Cette recension a été publiée dans le numéro de printemps 2022 de Politique étrangère (n° 1/2022). Maxime Lefebvre propose une analyse de l’ouvrage de Richard Youngs, Rebuilding European Democracy: Resistance and Renewal in an Illiberal Age (Bloomsbury Publishing/I.B. Tauris, 2021, 256 pages).
La démocratie a connu un affaiblissement sérieux en Europe durant les années 2010, en particulier en Hongrie et en Pologne, mais aussi à Malte, en France, en Espagne et ailleurs. Le mérite de Richard Youngs est de montrer que ces attaques, largement dues au courant illibéral et populiste, mais aussi à d’autres facteurs comme l’indépendantisme catalan ou la pandémie de Covid-19, n’ont rien d’un basculement inéluctable vers les valeurs autoritaires et ont aussi généré des réactions contraires.
L’auteur remet en perspective différentes formes de renouveau démocratique à l’échelle européenne : mobilisation citoyenne spontanée dans des manifestations et protestations de masse (par exemple contre les politiques d’austérité ou la corruption) ; consultations citoyennes initiées par les gouvernements (en Irlande mais aussi en France avec le « Grand débat national » lancé par Emmanuel Macron après la protestation des Gilets jaunes et divers référendums organisés en Europe) ; émergence de nouveaux partis remettant en question les partis établis (En Marche en France, Mouvement 5 étoiles en Italie, Ciudadanos et Podemos en Espagne) ; utilisation du numérique (régulation du Net, lutte contre la désinformation, consultation numérique des citoyens en Estonie) ; réponses propres à l’Union européenne (procédures pour le respect de l’état de droit, initiatives citoyennes, Conférence sur l’avenir de l’Europe)…
On peut regretter que Youngs ne mène pas une réflexion plus approfondie sur la démocratie et ses contre-pouvoirs, qui lui aurait peut-être permis de formuler des propositions plus élaborées.
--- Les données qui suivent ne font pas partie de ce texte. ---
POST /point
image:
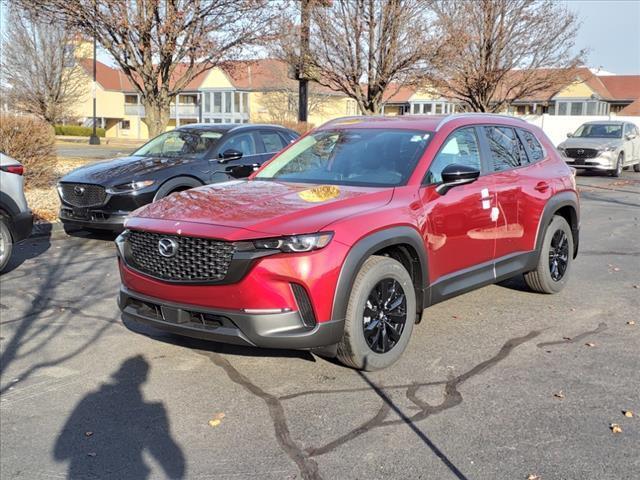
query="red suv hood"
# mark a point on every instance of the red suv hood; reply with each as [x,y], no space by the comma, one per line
[266,206]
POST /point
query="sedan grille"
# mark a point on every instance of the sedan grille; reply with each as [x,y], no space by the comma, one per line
[83,194]
[581,152]
[190,259]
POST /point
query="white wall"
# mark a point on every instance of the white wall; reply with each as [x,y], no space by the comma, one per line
[557,126]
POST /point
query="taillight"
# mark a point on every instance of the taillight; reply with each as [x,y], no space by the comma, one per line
[15,169]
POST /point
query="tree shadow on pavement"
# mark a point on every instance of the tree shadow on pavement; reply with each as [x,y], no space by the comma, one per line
[111,428]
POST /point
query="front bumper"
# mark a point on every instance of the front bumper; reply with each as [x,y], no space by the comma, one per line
[93,218]
[21,225]
[284,329]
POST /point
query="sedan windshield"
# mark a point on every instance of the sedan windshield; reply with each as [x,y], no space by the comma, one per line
[598,130]
[368,157]
[180,143]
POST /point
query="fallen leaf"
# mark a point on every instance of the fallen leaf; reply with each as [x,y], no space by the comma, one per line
[216,420]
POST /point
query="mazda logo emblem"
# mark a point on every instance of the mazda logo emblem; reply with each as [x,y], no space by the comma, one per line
[167,247]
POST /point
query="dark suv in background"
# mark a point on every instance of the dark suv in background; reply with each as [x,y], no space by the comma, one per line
[101,195]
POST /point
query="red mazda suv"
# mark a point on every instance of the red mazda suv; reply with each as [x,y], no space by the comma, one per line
[339,243]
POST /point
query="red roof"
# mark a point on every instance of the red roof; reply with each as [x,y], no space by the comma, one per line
[632,109]
[622,87]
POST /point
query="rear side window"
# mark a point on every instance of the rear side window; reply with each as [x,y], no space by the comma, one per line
[460,148]
[272,141]
[507,151]
[535,149]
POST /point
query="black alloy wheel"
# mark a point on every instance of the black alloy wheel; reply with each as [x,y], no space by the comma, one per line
[385,315]
[558,255]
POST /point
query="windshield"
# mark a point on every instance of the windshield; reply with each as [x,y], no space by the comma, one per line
[597,130]
[372,157]
[180,143]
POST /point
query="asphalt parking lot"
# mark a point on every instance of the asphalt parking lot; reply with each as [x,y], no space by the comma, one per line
[501,383]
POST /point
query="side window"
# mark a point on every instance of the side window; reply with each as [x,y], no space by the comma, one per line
[506,150]
[537,153]
[243,142]
[460,148]
[272,141]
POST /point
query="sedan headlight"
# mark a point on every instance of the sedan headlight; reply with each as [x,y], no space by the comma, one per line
[130,187]
[291,244]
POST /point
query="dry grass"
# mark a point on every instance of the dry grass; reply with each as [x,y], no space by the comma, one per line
[43,199]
Il prend peu en compte la diversité des nations européennes, or on ne gouverne pas un grand pays comme la France de la même manière qu’un petit pays comme l’Estonie, Rousseau avait déjà noté que le gouvernement démocratique convenait davantage aux petits États. L’analyse semble cantonner le populisme et l’illibéralisme à l’extrême droite et omet certains faits importants : en France la « Manif pour tous » et les manifestations pour Charlie, ou la démocratie directe « à la suisse ».
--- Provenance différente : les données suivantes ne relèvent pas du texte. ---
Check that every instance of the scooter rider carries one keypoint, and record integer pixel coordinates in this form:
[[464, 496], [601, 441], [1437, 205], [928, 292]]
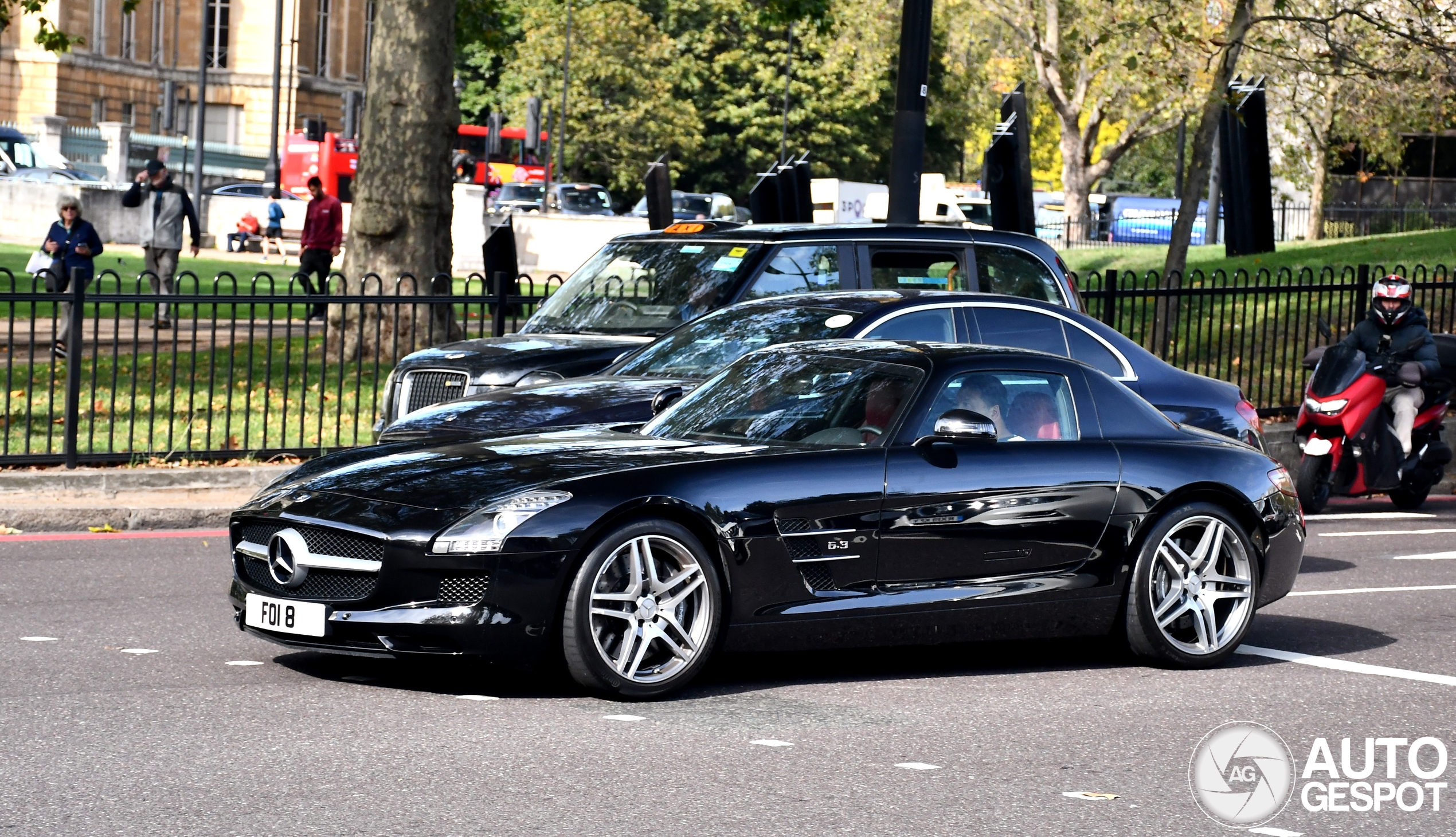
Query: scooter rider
[[1400, 348]]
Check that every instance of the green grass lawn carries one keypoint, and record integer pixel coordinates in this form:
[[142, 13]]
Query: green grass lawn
[[1427, 248]]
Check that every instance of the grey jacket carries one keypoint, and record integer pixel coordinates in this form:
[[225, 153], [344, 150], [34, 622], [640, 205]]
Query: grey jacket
[[169, 206]]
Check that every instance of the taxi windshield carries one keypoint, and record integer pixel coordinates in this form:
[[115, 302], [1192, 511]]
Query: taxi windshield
[[644, 287]]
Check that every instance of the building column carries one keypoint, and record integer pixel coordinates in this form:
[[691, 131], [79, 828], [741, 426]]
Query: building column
[[49, 131], [119, 150]]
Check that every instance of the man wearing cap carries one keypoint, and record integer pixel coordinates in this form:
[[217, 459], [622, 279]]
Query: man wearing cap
[[162, 232]]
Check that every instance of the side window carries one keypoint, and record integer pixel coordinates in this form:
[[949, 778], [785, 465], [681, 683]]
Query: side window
[[1093, 353], [1020, 329], [799, 271], [935, 325], [918, 270], [1026, 407], [1017, 274]]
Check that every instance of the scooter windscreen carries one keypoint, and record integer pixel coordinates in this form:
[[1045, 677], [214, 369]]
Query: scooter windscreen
[[1337, 370]]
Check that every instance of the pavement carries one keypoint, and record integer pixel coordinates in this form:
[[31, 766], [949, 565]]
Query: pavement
[[134, 706]]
Reste que l’auteur souligne un paradoxe important et intéressant de la vitalité démocratique : le libéralisme politique peut s’opposer à la démocratie majoritaire (Tocqueville avait déjà mis en garde contre la « tyrannie de la majorité ») et les gouvernements « libéraux » se méfient de donner trop de pouvoir et d’influence aux citoyens. L’expérience montre que la participation citoyenne relève souvent plus du symbole que de l’effectif et que la démocratie directe peut s’exercer contre les options libérales (par exemple contre les mariages entre personnes de même sexe).
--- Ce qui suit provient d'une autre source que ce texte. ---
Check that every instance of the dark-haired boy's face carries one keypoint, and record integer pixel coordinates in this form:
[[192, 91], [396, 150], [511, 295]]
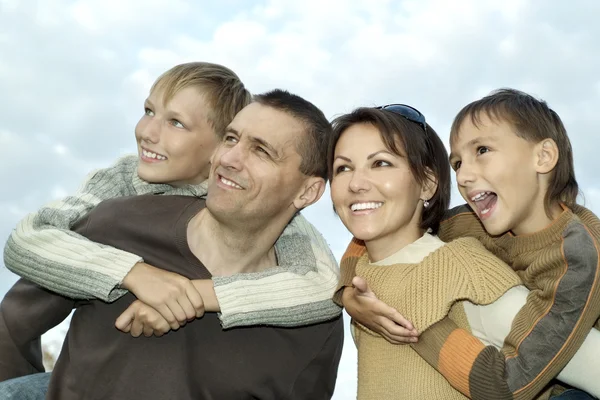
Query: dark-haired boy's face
[[496, 174]]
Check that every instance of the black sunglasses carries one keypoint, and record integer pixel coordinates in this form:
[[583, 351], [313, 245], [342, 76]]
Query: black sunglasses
[[408, 112]]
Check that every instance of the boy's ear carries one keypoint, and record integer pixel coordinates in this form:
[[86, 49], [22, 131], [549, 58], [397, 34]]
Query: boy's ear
[[547, 156], [310, 193], [429, 186]]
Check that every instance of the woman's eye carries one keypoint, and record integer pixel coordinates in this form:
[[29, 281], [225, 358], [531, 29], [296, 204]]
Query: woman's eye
[[482, 150], [341, 168], [381, 163]]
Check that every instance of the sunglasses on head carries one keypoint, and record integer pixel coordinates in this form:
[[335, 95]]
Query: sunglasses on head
[[408, 112]]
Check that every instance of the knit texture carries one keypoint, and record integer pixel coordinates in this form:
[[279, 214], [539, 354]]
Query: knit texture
[[424, 293], [44, 250]]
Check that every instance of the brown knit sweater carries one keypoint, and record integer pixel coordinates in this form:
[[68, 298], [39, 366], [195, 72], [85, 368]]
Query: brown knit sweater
[[424, 293]]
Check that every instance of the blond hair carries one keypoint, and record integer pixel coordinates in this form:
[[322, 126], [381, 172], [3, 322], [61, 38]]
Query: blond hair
[[223, 90]]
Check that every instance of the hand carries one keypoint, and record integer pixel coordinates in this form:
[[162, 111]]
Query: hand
[[172, 295], [141, 318], [362, 305]]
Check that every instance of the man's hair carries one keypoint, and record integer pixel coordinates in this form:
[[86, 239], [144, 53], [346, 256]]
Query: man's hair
[[224, 92], [532, 120], [312, 147], [423, 150]]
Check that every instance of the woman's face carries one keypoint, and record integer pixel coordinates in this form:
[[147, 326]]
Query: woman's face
[[175, 140], [374, 191]]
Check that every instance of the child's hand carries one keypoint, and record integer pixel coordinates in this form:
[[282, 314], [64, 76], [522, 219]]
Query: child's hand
[[172, 295], [141, 318], [362, 305]]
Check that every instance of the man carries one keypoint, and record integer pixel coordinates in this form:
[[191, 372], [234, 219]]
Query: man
[[270, 165]]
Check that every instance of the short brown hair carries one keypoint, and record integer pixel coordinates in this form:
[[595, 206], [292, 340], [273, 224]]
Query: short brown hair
[[225, 93], [532, 120], [424, 152], [312, 147]]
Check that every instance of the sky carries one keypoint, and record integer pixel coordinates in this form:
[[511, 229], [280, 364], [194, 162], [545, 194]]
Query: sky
[[74, 75]]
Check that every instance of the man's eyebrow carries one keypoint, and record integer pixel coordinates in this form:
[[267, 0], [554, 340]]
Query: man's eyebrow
[[267, 145]]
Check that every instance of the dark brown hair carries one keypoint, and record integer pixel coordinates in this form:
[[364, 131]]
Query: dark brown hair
[[312, 147], [532, 120], [424, 150]]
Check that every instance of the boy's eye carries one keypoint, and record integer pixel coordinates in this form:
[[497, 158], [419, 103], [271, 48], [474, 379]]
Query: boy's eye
[[482, 150]]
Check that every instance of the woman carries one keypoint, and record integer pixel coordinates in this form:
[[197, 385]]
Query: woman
[[390, 185]]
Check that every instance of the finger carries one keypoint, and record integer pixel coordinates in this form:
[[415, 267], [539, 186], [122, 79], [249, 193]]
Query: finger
[[147, 329], [166, 313], [123, 323], [187, 307], [137, 327], [196, 300], [177, 311], [394, 332], [360, 284]]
L’auteur n’encourage pas cette forme de « démocratie contrôlée », sorte de despotisme éclairé, notamment au niveau de l’Union européenne. Il met en garde contre une forme de censure au prétexte de lutter contre la désinformation, même si celle-ci est encouragée par des puissances autoritaires comme la Chine et la Russie. S’il n’a pas de conclusion définitive sur la bonne stratégie contre le populisme d’extrême droite (le confronter aux responsabilités, comme en Italie et en Autriche ? ou l’ostraciser comme en France et en Allemagne ?), il se montre catégorique sur le fait que la résilience démocratique ne peut s’affirmer qu’en tirant pleinement parti des formes de mobilisation et de participation civiques qui se sont épanouies ces dernières années.